Niabi Zoo, already home to more than 250 species, has confirmed the presence of a population of endangered Rusty Patch Bumble Bees on its grounds in Coal Valley, Ill.

While not actually part of its animal collection, The Rusty Patch Bumble Bee presence is in no small part, due to the efforts of zoo staff in returning portions of the zoo grounds to native plantings, Director Lee Jackson said in a news release.

After identifying the first Rusty Patched Bumble Bee in the Quad Cities in 2018 at Niabi Zoo after it was thought to be extinct in the region, this species has since been seen at Nahant Marsh and Illiniwek Forest Preserve.

The Rusty Patch Bumble Bee. Photo provided by Niabi Zoo.

This was an exciting discovery, Jackson said. “This remarkable insect needs tall-grass prairie habitat in order to survive,” he said. “Today only about 1% of that habitat is left in Illinois. The Rock Island County Forest Preserve District, which includes the Zoo, have been working hard to provide suitable habitats for all plants and animals that call these properties home.”
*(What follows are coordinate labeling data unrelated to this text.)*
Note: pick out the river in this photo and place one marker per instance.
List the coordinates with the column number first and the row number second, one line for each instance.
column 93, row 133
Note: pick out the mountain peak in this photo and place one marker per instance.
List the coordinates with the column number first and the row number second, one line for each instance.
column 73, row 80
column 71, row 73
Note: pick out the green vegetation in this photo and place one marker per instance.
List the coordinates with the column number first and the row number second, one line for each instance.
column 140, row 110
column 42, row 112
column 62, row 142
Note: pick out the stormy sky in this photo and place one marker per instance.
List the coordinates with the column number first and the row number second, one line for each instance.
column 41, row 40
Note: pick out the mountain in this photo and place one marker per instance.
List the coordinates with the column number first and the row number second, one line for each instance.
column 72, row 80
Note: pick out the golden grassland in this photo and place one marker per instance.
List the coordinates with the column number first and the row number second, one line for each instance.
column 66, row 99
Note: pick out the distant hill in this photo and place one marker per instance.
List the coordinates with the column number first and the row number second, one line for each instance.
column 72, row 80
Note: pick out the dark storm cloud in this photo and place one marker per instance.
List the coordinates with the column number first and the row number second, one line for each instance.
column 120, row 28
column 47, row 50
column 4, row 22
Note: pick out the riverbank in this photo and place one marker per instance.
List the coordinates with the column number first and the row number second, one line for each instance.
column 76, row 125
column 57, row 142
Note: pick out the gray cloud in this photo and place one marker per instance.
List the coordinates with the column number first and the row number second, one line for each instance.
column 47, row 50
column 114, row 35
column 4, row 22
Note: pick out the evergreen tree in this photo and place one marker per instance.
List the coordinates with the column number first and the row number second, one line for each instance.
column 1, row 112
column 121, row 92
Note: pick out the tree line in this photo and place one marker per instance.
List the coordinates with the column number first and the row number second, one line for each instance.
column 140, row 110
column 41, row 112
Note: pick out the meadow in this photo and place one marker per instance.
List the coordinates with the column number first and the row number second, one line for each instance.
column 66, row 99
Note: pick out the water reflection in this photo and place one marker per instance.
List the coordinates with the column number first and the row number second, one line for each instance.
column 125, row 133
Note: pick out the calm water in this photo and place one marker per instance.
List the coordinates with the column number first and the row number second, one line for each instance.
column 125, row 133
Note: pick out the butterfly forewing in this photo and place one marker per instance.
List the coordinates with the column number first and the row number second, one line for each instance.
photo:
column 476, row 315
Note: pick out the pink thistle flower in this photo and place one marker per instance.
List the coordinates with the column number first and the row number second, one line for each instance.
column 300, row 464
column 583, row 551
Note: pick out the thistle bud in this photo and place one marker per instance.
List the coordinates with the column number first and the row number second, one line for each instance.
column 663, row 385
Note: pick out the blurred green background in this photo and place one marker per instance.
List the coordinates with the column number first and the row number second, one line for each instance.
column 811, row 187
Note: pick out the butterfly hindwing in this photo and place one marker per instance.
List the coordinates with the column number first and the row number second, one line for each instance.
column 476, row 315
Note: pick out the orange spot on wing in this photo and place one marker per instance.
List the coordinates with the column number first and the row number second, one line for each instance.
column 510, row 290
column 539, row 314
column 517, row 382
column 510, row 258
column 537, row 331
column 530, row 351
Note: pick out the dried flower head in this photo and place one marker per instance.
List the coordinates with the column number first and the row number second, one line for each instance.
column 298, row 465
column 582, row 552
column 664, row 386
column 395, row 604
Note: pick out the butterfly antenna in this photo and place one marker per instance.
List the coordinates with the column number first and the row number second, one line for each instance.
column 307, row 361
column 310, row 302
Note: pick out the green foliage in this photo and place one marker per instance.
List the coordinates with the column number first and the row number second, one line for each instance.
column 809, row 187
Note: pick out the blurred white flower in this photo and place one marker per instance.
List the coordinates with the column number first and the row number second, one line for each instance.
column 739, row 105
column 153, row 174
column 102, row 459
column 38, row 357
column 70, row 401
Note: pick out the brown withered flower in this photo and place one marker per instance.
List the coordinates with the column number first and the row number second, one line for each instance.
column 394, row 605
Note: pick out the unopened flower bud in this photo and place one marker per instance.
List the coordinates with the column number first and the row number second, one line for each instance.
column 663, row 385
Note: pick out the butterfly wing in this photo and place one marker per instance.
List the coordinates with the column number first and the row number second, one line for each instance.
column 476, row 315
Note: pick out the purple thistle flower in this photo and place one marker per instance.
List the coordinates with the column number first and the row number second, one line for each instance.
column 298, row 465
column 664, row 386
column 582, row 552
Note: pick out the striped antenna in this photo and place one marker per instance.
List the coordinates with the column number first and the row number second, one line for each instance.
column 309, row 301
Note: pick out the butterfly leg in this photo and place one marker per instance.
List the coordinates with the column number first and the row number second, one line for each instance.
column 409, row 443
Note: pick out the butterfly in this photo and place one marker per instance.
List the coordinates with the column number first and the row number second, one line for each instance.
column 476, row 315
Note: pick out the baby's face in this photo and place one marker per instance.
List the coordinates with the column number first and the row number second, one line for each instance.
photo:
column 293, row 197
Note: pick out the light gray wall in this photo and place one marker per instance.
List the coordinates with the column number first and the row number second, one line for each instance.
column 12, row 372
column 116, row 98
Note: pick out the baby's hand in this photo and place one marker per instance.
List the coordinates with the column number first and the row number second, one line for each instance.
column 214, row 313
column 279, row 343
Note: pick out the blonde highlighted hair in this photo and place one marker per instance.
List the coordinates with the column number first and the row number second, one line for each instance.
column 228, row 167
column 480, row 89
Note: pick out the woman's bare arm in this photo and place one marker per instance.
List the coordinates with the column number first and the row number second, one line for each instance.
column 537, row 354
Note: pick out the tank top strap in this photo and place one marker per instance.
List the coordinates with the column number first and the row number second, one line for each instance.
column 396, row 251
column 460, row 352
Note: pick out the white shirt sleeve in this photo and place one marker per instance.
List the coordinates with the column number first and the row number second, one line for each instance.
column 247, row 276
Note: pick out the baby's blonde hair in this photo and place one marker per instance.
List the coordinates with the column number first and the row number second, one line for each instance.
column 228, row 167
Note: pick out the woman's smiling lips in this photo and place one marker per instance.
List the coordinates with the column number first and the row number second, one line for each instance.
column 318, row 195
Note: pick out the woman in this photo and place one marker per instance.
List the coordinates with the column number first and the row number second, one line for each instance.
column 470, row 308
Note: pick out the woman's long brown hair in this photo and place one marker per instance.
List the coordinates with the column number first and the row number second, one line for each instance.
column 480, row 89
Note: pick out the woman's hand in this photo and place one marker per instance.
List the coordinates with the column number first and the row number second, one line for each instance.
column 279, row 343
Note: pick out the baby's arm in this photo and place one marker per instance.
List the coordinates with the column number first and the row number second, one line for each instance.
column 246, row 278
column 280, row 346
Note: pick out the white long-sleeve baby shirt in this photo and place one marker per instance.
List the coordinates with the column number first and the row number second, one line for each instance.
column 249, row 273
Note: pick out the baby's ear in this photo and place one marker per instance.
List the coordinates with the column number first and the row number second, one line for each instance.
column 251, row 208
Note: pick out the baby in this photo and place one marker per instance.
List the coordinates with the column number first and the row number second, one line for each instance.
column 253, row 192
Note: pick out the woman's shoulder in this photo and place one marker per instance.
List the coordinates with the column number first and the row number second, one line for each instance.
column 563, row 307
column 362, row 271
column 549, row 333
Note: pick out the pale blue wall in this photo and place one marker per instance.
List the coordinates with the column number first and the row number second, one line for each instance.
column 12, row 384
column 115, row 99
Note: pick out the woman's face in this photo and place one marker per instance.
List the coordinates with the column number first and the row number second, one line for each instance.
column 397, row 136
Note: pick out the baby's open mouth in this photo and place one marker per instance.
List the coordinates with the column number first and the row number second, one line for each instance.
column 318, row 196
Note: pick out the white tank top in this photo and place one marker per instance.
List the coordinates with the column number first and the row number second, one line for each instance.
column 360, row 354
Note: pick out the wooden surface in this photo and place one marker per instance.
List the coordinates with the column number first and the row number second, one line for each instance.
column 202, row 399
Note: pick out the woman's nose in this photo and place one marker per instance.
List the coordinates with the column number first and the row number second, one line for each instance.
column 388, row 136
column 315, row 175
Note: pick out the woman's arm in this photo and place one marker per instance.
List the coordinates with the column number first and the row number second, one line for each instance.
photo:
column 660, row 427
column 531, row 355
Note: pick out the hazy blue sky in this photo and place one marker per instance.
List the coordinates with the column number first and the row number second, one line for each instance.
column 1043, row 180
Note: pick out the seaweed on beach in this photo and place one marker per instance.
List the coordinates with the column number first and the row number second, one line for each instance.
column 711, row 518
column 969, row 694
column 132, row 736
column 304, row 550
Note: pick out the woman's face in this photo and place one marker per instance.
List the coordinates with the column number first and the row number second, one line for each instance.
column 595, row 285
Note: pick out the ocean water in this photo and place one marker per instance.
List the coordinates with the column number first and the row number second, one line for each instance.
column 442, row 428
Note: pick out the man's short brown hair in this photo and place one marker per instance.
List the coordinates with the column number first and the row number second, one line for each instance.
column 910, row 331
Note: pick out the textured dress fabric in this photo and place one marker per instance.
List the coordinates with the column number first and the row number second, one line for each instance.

First placed on the endangered species list in 2017, the Rusty Patch Bumble Bees was once common throughout the Eastern United States and two provinces of Canada. Since 2000 the bee has been found only in fragmented populations in 13 states and one Canadian Provence: Illinois, Indiana, Iowa, Maine, Maryland, Massachusetts, Minnesota, North Carolina, Ohio, Pennsylvania, Tennessee, Virginia, Wisconsin, and Ontario, Canada.

In 2017 The Rusty Patched Bumble Bee was listed on the United States Fish and Wildlife Service (USFWS) Endangered Species List in 2017 and was the first bumble bee ever listed. Its population has been in dramatic decline from habitat loss, intensive farming, pesticide use, disease, and climate change. 

Bumble bees are one of the most important pollinators of many crops and one of the only insect pollinators of tomatoes. They are far more effective pollinators than even honey bees because of the bumble bee’s ability to “buzz pollinate.” The pollination services of native insects, especially bees, provide an economic value of nearly $3 billion per year in the United States.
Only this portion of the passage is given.